In fact, 89% of French people like meat and around 80% think it is necessary for the balance of the body. But at the same time, more and more of them are eating less. We are not facing an explosion of people who do not want to eat meat, there are. There are 1 to 2% of vegetarians, but basically, that’s quite peripheral. For now anyway. On the other hand, there is a new relationship to the body.
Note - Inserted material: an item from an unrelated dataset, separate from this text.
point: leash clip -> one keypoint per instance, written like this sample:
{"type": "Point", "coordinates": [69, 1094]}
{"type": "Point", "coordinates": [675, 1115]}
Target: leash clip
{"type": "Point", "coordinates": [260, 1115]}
We no longer have the body of strength that our parents and ancestors had before, carrying 60-kilo bags, etc., and we had the idea that meat was the engine of strength.

We have a different body, which lives much longer so we want it to be more attractive. We don’t spend it physically, but much more with the brain, at least most people, so we’re going to run, we’re going to walk, we’re going to swim, we’re going to have lots of other activities, and this body project there , it will basically lead to the development of a new diet. Basically, Thierry Marx says it very well: How to go from beef carrots to beef carrots. it’s an image, but it says evolution well. And suddenly, we eat 20% less meat than 30 years ago, it’s not that there are fewer people who eat it, it’s that we eat less.

So the problem for farmers is how they adapt to this development. And then, you know that cows pollute as much as 15 million cars, they fart, they burp, it’s as much CO2, so there’s gas and all of a sudden, there’s this whole ecological question that arises . So we’re going to do the hybrid cow, it’s the cow that doesn’t eat the same thing, and therefore it reduces its gas production by 20%. But that doesn’t solve the question.

And in addition there is another thing that must be said, it is that Mediterranean populations arrive in France, from the Maghreb in particular, who in fact do not have a culture of cow meat, who have a culture sheep and a culture of lamb, goat, so they tend to keep their traditions. In a couscous, there is no cow. Couscous is the favorite dish of the French. So it also shows that this food culture has replaced beef with carrots, there is all that at stake.

Farmers who also have to rethink their communication software, especially on farming and breeding methods?

But it is very good that farmers are getting into the communication battle because communication was occupied by urban people who have never raised a cow. The problem with animals is that they “hold” the territory. You can’t just cut out part of the breeding. Because what do we do with the territories, we saw with the forests? It is clear that we must hold the floors.

The second thing is that it also has to be affordable, because there are also a lot of people who don’t eat meat, because it’s expensive. And don’t forget that a large part of our food is made in collective catering, in high schools, etc., with prices that are not the same. Farmers have to adapt, they have already done a lot of adaptation work.